Par : Alijani Ershad Suivre

Les Iraniennes sont autorisées à conduire des voitures et à monter sur des motos en tant que passagères. Mais la délivrance de permis de conduire des motos leur a toujours été refusée depuis l'avènement du régime islamiste en 1979. Cependant, ce refus relève d’une pratique du régime, qu’aucune loi n’a formellement entériné. Sur le plan juridique, rien n'interdit donc aux femmes d'obtenir un permis moto.

Le principal obstacle, ce sont donc les mollahs ultra-conservateurs, qui considèrent qu'il est non islamique pour les femmes de conduire des motos. Selon l'agence de presse Shabestan, un média d'État axé sur les questions religieuses, la raison officielle est que les femmes ne peuvent pas porter correctement leur voile en conduisant, bien qu'elles soient autorisées à s'asseoir derrière un conducteur masculin, car leur corps est considéré comme étant dissimulé derrière le conducteur.

À l'instar de la résistance généralisée au hijab obligatoire, que de nombreuses Iraniennes défient quotidiennement et en particulier depuis l’émergence du mouvement Femmes Vie Liberté en 2022,, un nombre croissant de femmes bravent l'interdiction, non écrite, de conduire des motos dans les rues, en documentant leurs déplacements sur les réseaux sociaux, et bien souvent en affichant leur identité ouvertement. 

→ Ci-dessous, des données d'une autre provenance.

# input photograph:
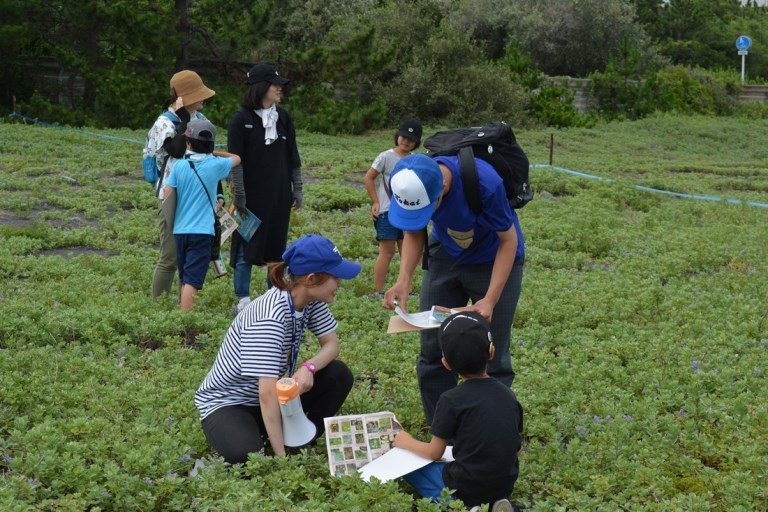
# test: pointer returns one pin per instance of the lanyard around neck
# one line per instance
(293, 356)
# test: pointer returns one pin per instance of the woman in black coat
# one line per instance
(263, 135)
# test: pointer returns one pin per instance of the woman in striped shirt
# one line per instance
(238, 399)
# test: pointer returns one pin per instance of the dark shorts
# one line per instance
(193, 254)
(385, 230)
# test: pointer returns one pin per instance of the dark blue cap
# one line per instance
(312, 254)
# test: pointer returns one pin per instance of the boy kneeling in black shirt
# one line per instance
(483, 418)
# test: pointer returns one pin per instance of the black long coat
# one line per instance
(268, 177)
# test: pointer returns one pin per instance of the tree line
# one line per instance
(361, 64)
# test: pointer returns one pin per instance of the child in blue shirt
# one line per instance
(194, 179)
(481, 417)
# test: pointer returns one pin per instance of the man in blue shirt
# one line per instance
(477, 257)
(194, 179)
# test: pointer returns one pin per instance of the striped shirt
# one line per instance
(263, 341)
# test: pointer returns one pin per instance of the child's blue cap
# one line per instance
(313, 254)
(416, 184)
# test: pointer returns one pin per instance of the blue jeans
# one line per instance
(450, 285)
(428, 481)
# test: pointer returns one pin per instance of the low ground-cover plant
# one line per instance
(639, 342)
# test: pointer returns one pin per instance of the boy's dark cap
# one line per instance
(201, 129)
(465, 339)
(264, 72)
(411, 129)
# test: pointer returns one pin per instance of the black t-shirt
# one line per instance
(485, 422)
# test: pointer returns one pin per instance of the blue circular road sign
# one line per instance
(743, 43)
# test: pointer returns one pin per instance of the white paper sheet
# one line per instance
(396, 463)
(421, 320)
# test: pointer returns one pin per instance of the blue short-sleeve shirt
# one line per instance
(455, 225)
(194, 214)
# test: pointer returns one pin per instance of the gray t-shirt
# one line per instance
(384, 164)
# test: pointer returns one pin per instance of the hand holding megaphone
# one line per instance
(297, 429)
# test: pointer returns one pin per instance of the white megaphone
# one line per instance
(297, 429)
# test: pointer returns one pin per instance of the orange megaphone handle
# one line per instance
(287, 390)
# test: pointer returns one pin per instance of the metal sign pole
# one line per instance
(742, 45)
(743, 57)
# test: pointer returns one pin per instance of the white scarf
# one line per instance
(269, 120)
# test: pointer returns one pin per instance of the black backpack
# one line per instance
(495, 143)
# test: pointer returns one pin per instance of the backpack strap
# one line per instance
(469, 180)
(192, 166)
(161, 174)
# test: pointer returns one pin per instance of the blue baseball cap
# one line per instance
(313, 254)
(416, 184)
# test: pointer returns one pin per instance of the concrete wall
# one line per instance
(582, 101)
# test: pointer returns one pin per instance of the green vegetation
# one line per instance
(358, 65)
(639, 343)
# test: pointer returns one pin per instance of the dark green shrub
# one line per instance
(450, 81)
(553, 106)
(618, 96)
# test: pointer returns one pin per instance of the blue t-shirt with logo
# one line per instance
(194, 214)
(455, 225)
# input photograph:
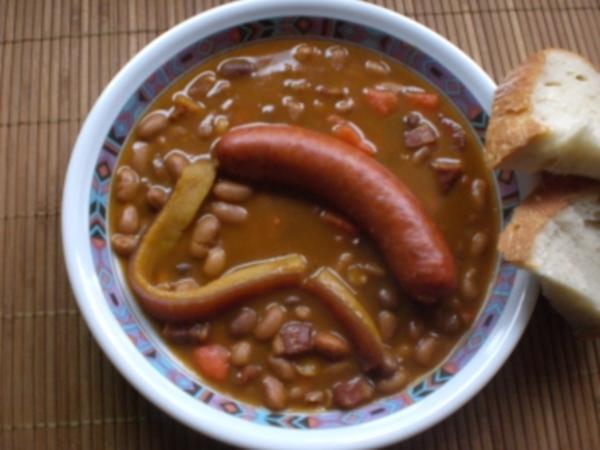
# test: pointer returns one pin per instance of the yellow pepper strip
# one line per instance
(326, 284)
(205, 301)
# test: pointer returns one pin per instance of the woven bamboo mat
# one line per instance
(58, 391)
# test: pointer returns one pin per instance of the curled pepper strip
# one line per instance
(202, 302)
(326, 284)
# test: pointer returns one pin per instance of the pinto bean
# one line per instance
(331, 345)
(283, 368)
(241, 353)
(270, 323)
(124, 244)
(129, 220)
(152, 124)
(230, 191)
(349, 394)
(214, 264)
(206, 229)
(244, 322)
(186, 334)
(157, 196)
(229, 213)
(297, 337)
(128, 182)
(275, 395)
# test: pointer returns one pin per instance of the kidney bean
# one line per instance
(394, 383)
(478, 192)
(124, 244)
(175, 162)
(345, 105)
(387, 323)
(152, 124)
(214, 264)
(129, 220)
(331, 345)
(241, 353)
(275, 395)
(469, 288)
(186, 334)
(206, 229)
(427, 350)
(377, 67)
(249, 373)
(230, 191)
(283, 368)
(243, 323)
(314, 397)
(200, 85)
(302, 312)
(127, 184)
(157, 196)
(297, 337)
(236, 68)
(228, 212)
(270, 323)
(348, 394)
(140, 156)
(388, 298)
(185, 284)
(479, 243)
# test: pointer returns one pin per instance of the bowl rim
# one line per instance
(120, 350)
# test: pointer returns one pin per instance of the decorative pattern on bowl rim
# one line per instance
(430, 69)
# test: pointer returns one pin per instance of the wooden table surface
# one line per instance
(58, 391)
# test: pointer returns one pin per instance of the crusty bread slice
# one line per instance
(555, 233)
(546, 116)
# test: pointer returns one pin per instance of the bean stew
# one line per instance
(308, 224)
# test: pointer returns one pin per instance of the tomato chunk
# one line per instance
(383, 103)
(212, 361)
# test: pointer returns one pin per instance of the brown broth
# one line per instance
(283, 222)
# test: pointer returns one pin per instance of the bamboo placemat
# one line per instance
(58, 391)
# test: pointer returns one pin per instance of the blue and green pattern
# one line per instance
(119, 303)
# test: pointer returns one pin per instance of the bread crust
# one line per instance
(554, 193)
(512, 125)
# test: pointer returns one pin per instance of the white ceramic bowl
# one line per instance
(123, 332)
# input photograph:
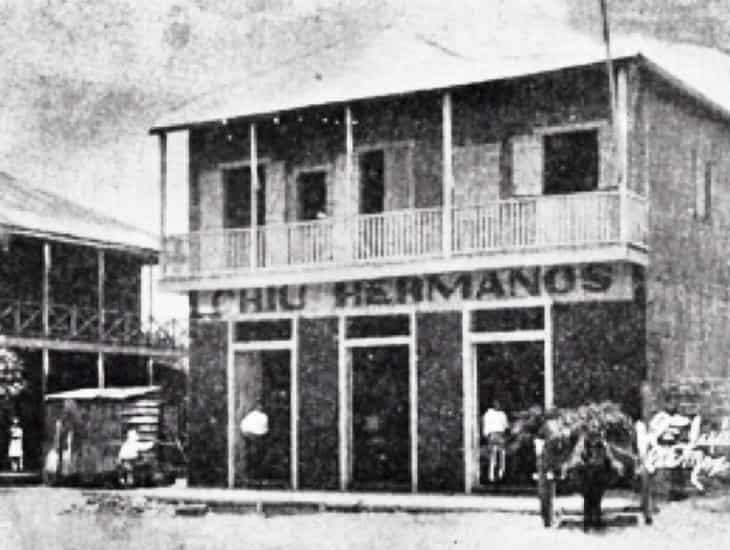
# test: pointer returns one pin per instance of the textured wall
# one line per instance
(599, 353)
(440, 403)
(689, 304)
(318, 404)
(208, 414)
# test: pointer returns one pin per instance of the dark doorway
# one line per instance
(511, 374)
(571, 162)
(237, 197)
(372, 182)
(263, 382)
(312, 192)
(380, 418)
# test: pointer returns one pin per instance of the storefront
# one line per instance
(382, 384)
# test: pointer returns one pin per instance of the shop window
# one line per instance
(256, 331)
(571, 162)
(507, 320)
(371, 326)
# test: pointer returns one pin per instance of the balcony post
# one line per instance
(622, 129)
(348, 214)
(254, 162)
(447, 173)
(46, 289)
(100, 298)
(163, 197)
(100, 375)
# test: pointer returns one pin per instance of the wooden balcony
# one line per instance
(112, 328)
(580, 221)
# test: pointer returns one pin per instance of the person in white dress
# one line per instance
(15, 449)
(494, 426)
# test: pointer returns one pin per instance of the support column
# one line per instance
(230, 406)
(254, 163)
(163, 197)
(548, 357)
(46, 289)
(100, 375)
(150, 372)
(622, 160)
(348, 213)
(45, 306)
(447, 173)
(100, 300)
(46, 369)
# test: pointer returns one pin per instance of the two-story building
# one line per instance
(384, 242)
(70, 305)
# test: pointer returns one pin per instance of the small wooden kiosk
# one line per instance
(85, 429)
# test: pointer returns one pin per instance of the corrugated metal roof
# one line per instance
(398, 61)
(111, 394)
(25, 208)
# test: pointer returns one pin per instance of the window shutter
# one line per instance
(476, 174)
(210, 184)
(398, 177)
(275, 193)
(607, 159)
(527, 165)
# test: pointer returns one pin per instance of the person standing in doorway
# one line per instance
(254, 428)
(15, 449)
(494, 427)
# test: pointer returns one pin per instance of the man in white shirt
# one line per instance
(254, 428)
(494, 426)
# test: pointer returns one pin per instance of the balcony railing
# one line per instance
(24, 319)
(529, 223)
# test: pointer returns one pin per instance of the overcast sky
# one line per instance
(81, 81)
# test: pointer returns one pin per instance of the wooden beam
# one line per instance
(447, 175)
(253, 166)
(87, 347)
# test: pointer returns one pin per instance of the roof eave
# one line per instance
(681, 85)
(181, 126)
(137, 250)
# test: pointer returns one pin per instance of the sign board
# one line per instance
(562, 283)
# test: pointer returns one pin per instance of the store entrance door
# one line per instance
(380, 418)
(263, 418)
(510, 379)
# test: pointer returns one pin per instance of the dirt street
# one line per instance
(49, 519)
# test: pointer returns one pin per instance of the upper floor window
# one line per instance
(560, 160)
(570, 162)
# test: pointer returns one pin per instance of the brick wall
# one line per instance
(688, 278)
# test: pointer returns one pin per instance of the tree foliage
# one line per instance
(12, 376)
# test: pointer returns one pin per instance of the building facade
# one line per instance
(374, 271)
(70, 284)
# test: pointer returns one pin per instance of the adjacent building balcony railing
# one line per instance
(518, 224)
(24, 319)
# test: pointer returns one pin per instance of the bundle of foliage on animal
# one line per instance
(12, 379)
(590, 446)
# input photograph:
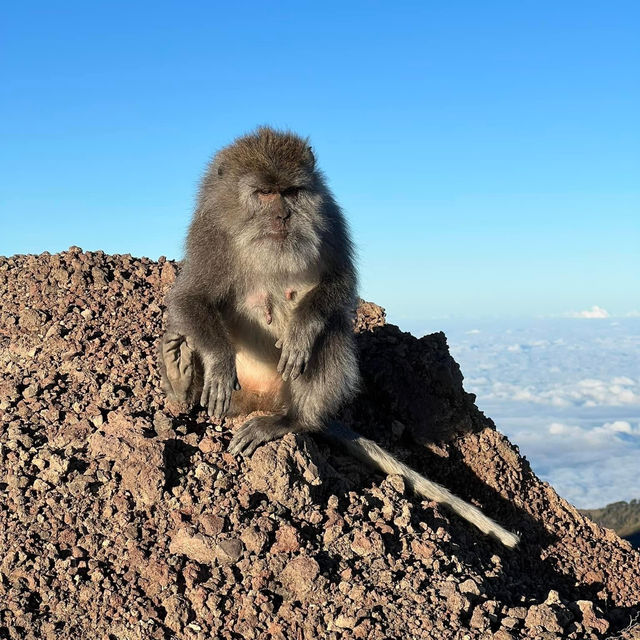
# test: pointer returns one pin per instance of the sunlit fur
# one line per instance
(264, 301)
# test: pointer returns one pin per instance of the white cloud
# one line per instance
(589, 392)
(567, 392)
(590, 466)
(594, 312)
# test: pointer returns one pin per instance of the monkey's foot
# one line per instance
(257, 431)
(177, 356)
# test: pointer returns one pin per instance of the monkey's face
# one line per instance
(280, 217)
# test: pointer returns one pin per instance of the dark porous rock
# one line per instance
(123, 515)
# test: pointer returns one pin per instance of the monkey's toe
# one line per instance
(257, 431)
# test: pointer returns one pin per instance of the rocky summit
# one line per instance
(123, 516)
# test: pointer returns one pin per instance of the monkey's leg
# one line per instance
(330, 379)
(194, 316)
(176, 359)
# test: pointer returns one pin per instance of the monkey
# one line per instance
(259, 318)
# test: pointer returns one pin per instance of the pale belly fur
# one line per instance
(255, 328)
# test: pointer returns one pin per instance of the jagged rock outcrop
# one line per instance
(122, 516)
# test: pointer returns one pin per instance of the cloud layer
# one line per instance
(567, 392)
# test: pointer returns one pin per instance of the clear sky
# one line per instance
(486, 153)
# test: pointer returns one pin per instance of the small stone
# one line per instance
(286, 540)
(299, 575)
(469, 587)
(345, 622)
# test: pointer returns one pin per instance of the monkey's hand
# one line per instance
(220, 380)
(296, 346)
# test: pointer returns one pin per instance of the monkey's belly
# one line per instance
(256, 375)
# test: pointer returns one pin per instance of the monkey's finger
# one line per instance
(213, 394)
(290, 366)
(283, 362)
(221, 400)
(296, 370)
(204, 396)
(227, 402)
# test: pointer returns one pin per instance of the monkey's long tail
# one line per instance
(371, 453)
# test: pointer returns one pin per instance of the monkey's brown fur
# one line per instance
(260, 315)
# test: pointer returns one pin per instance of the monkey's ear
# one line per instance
(310, 158)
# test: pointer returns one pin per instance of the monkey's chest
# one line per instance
(271, 307)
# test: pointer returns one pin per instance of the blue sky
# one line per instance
(486, 153)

Les motos sont désormais utilisées pour les voyages longue distance à travers l'Iran, que des femmes n’hésitent pas à accomplir en solitaire, ou en petit groupes de motardes, voire en groupes mixtes. Les deux roues servent aussi de moyen de transport quotidien : des femmes travaillent désormais comme coursières pour des sociétés de livraison de nourriture et de colis, dans tout le pays.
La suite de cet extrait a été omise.